Güney Kore’de ilaç yok satarken birçok kişi de “tedavi” süreçlerini sosyal medyada belgelemeye başladılar.
Akciğer kanseri hastası bir komedyen ve şarkıcının bu ilacı aldığını söylemesi de, kendisi sonradan etkisiz olduğunu söyleyerek ilacı bırakmış olsa da, ilaca olan ilginin artmasında etkili oldu.
Cancer Research UK ilacın güvenli ya da etkili bir tedavi olup olmadığını araştıran hiçbir klinik deney yapılmadığını söylüyor.
Graviola ağacı
Afrika ve Güney Amerika’nın birçok bölgesinde graviola ağacının meyvesi, yaprakları ve gövdesinin kabuğu birçok rahatsızlığı tedavi etmek için kullanılıyor. Ağacın, bazı enfeksiyonların tedavisinde yardımcı olduğuna dair bazı kanıtlar bulunuyor.
İnternette ve kullanıldığı coğrafyalarda Graviola meyvesinin kanseri “tedavi etme” potansiyeli olduğuna dair iddialar uzun süredir dolaşıyor, hatta bazı sosyal medya paylaşımları meyvenin kanser tedavisinde kemoterapiden 10 bin kat daha etkili olduğunu iddia ediyor.
Kanser alanında çalışan hayır kuruluşları ve Fransa’nın ulusal kanser enstitüsü, kanseri tedavi eden “mucize gıdalar” olmadığını söylüyor.
Vakıflar ne diyor?
Uzmanlar alternatif tedavi yöntemleri kullanmanın ciddi tehlikeleri olduğuna dair uyarılarda bulunuyorlar.
Araştırmalara göre bu yöntemleri kullanan hastalar geleneksel tedavi yöntemlerinden uzak durarak hayatta kalma şanslarını riske atabiliyor.
Dr. O’Riordan “Bu yöntemlerden bazıları tedavinin yanında kullanılabilir” diyor ve devam ediyor:
“Hastalar yalnızca alternatif tedavi uygulamayı seçtiklerinde sorun oluşuyor. Yalnızca alternatif tedavi uygulamaya karar veren insanların ölüm olasılıklarının iki buçuk kat arttığını biliyoruz.”
Dr. Grimes modern kanser tedavilerinin kapsamlı bilimsel araştırmalara dayandığını söylüyor:
“Kanser hastalarının hayatta kalma oranları arttı ve artmaya da devam edecek. Bu bilim insanlarının ve doktorların çalışmaları sayesinde oldu, alternatif tedavilerin değil.”
Hindistan’daki kanser tedavi merkezi Max Institute of Cancer Care’in yöneticisi Dr.
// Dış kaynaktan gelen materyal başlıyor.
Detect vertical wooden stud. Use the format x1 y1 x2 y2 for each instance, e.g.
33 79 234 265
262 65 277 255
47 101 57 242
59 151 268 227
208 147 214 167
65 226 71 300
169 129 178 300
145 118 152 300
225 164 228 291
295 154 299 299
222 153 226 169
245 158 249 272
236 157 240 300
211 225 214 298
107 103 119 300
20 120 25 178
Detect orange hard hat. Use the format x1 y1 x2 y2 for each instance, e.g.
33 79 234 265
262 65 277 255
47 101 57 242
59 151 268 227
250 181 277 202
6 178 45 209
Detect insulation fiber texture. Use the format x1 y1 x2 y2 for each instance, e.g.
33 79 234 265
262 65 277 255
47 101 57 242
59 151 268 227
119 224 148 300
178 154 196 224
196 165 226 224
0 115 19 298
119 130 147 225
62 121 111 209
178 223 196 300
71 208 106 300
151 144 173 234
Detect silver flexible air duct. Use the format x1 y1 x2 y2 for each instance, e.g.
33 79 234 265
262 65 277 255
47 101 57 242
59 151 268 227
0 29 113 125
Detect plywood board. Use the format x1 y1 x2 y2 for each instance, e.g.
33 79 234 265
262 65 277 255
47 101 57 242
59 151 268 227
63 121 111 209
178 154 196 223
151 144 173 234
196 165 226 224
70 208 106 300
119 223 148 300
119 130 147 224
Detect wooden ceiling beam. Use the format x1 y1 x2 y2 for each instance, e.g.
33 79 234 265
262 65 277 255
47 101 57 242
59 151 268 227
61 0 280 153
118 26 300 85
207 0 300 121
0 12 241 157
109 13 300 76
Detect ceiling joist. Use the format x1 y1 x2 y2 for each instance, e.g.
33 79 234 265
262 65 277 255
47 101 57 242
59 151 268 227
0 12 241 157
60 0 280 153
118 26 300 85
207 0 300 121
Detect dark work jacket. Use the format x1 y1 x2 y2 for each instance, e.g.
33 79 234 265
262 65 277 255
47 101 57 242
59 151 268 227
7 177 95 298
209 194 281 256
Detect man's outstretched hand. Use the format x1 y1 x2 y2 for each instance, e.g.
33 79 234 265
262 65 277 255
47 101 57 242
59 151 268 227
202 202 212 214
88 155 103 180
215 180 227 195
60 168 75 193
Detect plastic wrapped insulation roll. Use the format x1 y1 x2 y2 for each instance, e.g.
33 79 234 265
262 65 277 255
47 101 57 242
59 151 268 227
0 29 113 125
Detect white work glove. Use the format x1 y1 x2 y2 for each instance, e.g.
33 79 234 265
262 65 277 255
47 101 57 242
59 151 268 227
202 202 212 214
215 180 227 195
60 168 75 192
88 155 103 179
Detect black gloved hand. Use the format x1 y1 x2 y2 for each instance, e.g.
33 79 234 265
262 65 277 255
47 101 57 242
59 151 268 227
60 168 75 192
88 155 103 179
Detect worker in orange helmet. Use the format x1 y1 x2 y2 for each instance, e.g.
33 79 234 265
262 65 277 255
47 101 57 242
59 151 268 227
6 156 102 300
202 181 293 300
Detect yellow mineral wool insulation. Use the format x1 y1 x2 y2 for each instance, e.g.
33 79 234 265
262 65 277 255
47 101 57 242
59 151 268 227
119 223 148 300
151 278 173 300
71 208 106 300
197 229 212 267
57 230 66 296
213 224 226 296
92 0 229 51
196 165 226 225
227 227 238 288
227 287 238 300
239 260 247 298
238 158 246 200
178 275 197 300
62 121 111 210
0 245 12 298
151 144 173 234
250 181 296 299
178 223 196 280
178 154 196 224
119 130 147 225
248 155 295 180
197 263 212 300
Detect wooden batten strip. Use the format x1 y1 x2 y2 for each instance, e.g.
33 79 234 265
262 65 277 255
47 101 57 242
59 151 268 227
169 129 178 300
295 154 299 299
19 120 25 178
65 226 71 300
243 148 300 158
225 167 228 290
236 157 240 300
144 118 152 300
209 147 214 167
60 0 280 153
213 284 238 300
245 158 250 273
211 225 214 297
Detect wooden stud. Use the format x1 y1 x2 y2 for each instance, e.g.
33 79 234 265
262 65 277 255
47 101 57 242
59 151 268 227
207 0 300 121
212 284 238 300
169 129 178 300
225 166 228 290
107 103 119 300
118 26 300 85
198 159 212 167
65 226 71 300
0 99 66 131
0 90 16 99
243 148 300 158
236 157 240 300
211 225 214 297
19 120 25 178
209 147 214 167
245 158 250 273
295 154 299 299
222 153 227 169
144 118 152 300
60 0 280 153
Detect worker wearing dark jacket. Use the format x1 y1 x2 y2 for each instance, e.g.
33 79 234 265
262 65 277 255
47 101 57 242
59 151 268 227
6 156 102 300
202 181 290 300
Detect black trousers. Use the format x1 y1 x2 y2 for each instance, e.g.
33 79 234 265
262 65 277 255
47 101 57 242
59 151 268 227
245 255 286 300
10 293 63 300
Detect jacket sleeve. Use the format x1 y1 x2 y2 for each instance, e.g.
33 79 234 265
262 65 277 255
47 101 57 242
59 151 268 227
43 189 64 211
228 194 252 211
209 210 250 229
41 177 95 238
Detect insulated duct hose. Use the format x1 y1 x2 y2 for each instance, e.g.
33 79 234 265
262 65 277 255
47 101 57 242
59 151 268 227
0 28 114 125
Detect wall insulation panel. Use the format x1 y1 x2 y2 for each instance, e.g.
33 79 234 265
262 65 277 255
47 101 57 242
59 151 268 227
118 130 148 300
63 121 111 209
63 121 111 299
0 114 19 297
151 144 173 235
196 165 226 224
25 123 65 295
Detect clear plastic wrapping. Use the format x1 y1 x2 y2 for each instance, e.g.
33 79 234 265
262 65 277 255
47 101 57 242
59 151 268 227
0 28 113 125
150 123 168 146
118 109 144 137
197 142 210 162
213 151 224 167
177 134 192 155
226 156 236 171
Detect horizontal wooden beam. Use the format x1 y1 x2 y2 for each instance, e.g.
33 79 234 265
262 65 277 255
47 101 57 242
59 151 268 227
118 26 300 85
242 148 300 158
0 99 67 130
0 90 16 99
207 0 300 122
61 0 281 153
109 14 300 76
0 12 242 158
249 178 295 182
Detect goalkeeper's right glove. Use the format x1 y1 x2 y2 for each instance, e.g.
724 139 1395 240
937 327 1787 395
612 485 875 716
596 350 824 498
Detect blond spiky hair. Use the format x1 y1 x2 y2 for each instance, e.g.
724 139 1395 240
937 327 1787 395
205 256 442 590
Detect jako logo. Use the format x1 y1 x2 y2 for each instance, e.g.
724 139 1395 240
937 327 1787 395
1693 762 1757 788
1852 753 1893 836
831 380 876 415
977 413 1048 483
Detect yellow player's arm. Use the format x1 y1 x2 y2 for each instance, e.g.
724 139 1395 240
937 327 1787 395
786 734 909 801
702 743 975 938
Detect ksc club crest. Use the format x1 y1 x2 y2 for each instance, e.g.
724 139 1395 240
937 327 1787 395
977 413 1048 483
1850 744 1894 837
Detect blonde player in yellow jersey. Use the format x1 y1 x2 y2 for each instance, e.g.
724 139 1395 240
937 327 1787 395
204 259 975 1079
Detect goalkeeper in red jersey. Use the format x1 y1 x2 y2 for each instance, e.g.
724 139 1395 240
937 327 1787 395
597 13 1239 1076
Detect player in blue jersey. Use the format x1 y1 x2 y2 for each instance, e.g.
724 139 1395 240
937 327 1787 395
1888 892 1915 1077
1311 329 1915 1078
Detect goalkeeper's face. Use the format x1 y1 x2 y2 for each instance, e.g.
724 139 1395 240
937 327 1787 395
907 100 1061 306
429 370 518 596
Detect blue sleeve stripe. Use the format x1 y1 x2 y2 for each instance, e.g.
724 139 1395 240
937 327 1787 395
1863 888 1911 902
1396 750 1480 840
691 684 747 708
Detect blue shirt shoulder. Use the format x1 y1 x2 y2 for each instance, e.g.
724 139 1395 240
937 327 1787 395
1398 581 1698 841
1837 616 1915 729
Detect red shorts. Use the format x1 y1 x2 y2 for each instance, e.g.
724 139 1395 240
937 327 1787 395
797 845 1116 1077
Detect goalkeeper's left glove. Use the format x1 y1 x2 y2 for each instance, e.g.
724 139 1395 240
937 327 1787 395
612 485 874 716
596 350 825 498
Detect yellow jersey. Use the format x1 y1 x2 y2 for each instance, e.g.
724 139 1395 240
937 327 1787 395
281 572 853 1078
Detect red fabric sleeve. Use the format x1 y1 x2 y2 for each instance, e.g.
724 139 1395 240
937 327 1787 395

Harit Chaturvedi, kanserin “sihirli tek bir formül ile iyileştirilen tek bir hastalık olmadığını” söylüyor.
Chaturvedi modern tıp tedavi planlarının kişiye özel oluşturulduğunu ve kanserin türüne, belirli kanser hücrelerindeki genetik değişikliklere, kanserin başladığı organa ve hastalığın ne kadar yayıldığına bağlı olduğunu ekliyor.
Doktorlar kişilerin hastalıklarıyla daha iyi başa çıkmasına yardımcı olabilecek tamamlayıcı tedavileri genel olarak destekliyorlar. Ancak çoğu zaman, tıbbi tedavinin yerine alternatif tedavilerin kullanılmaması uyarısında bulunuyorlar.